Published Web Location

https://arxiv.org/abs/1512.09342
No data is associated with this publication.
Abstract

We analyze full-orbit phase curve observations of the transiting hot Jupiters WASP-19b and HAT-P-7b at 3.6 and 4.5 $\mu$m obtained using the Spitzer Space Telescope. For WASP-19b, we measure secondary eclipse depths of $0.485\%\pm 0.024\%$ and $0.584\%\pm 0.029\%$ at 3.6 and 4.5 $\mu$m, which are consistent with a single blackbody with effective temperature $2372 \pm 60$ K. The measured 3.6 and 4.5 $\mu$m secondary eclipse depths for HAT-P-7b are $0.156\%\pm 0.009\%$ and $0.190\%\pm 0.006\%$, which are well-described by a single blackbody with effective temperature $2667\pm 57$ K. Comparing the phase curves to the predictions of one-dimensional and three-dimensional atmospheric models, we find that WASP-19b's dayside emission is consistent with a model atmosphere with no dayside thermal inversion and moderately efficient day-night circulation.

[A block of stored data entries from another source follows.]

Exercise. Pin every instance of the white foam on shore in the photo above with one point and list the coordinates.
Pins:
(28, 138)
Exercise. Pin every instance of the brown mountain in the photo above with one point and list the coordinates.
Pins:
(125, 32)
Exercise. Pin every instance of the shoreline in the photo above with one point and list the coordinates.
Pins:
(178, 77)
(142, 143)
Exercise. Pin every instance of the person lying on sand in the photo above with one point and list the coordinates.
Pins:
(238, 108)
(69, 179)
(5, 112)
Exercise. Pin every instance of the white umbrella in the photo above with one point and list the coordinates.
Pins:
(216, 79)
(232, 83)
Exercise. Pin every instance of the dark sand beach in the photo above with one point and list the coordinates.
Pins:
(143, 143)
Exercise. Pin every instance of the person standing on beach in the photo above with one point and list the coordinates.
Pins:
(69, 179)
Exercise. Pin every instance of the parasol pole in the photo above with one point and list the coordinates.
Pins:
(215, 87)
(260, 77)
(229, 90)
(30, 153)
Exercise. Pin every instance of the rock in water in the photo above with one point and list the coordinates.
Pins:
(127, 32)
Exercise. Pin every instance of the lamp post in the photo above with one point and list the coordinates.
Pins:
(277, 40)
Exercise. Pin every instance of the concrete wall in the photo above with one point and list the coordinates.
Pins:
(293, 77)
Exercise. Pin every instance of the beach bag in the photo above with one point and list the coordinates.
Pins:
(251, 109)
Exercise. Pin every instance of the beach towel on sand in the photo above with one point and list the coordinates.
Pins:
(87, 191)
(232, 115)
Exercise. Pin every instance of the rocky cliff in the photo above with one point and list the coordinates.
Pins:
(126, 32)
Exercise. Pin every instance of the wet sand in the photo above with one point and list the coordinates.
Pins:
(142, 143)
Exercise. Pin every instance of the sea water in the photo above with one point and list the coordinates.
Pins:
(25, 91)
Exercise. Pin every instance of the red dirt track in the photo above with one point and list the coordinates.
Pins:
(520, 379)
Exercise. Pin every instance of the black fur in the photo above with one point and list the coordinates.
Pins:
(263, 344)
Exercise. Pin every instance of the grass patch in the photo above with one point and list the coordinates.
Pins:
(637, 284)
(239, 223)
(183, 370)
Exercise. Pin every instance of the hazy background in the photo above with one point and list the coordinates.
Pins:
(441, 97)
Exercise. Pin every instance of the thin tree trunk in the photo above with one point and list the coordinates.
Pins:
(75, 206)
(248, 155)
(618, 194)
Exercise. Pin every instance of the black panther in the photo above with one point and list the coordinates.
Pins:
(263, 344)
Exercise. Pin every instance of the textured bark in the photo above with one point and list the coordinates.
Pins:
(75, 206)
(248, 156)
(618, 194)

We also detect an eastward-shifted hotspot, suggesting the presence of a superrotating equatorial jet. In contrast, HAT-P-7b's dayside emission suggests a dayside thermal inversion and relatively inefficient day-night circulation; no hotspot shift is detected. For both planets, these same models do not agree with the measured nightside emission. The discrepancies in the model-data comparisons for WASP-19b might be explained by high-altitude silicate clouds on the nightside and/or high atmospheric metallicity, while the very low 3.6 $\mu$m nightside planetary brightness for HAT-P-7b may be indicative of an enhanced global C/O ratio. We compute Bond albedos of 0 ($<0.08$ at $1\sigma$) and $0.38\pm 0.06$ for WASP-19b and HAT-P-7b, respectively. In the context of other planets with thermal phase curve measurements, we show that WASP-19b and HAT-P-7b fit the general trend of decreasing day-night heat recirculation with increasing irradiation.